Our problem is that 80% of our data is on one client, and it
would take 130 hours to do a full backup, and our backup window simply isn’t
that long. Then I thought I could break the FileSets into smaller pieces
and run multiple backup jobs in parallel (and I’m assuming that my client
is not the bottleneck). However, it wouldn’t run more than one job
on that client concurrently. Since I can run multiple clients
concurrently, I’m pretty sure my bacula-dir.conf and bacula-sd.conf
settings are correct, and my bacula-fd.conf specifies “Maximum Concurrent
Jobs = 20”… Any other reason why I couldn’t run say 5
parallel jobs with different filesets off the same client?
From: Peter Zenge [mailto:pzenge AT ilinc DOT com]

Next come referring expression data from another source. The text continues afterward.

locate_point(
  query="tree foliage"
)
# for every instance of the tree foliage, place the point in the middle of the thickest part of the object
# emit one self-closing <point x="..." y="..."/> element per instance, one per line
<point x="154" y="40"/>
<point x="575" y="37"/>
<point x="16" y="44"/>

Sent: Tuesday, March 02, 2010 2:57 PM
To: bacula-users AT lists.sourceforge DOT net
Subject: [Bacula-users] Bacula to the Cloud
Hello,
2 year Bacula user but first-time poster. I’m currently dumping
about 1.6TB to LTO2 tapes every week and I’m looking to migrate to a new
storage medium.
The
obvious answer, I think, is a direct-attached disk array (which I would be able
to put in a remote gigabit-attached datacenter before too long). However,
I’m wondering if anyone is currently doing large (or what seem to me to
be large) backups to the cloud in some way? Assuming I have a gigabit
connection to the Internet from my datacenter, I’m wondering how feasible
it would be to either use something like Amazon S3 with s3fs (I’m
guessing way too much overhead to be efficient), or a bacula-SD implementation
on an EC2 node, using Elastic Block Store (EBS) as “local” disk,
and VPN (Amazon VPC) between my datacenter and the SD.
Substitute
your favorite cloud provider for Amazon above; I don’t use any right now
so not tied to any particular provider. It just seems like Amazon has all
the necessary pieces today.
To
do this, and keep customers comfortable with the idea of data in the cloud, we
would need to encrypt, so I’m also wondering if it would be possible for
the SD to encrypt the backup volume, rather than the FD encrypt the data before
sending it to SD (which is what we do now)? Easier to manage if we just
handled encryption in one place for all clients.
I
would love to hear what other people are either doing with Bacula and the
cloud, or why you have decided not to.
Pzenge
.at. ilinc .dot. com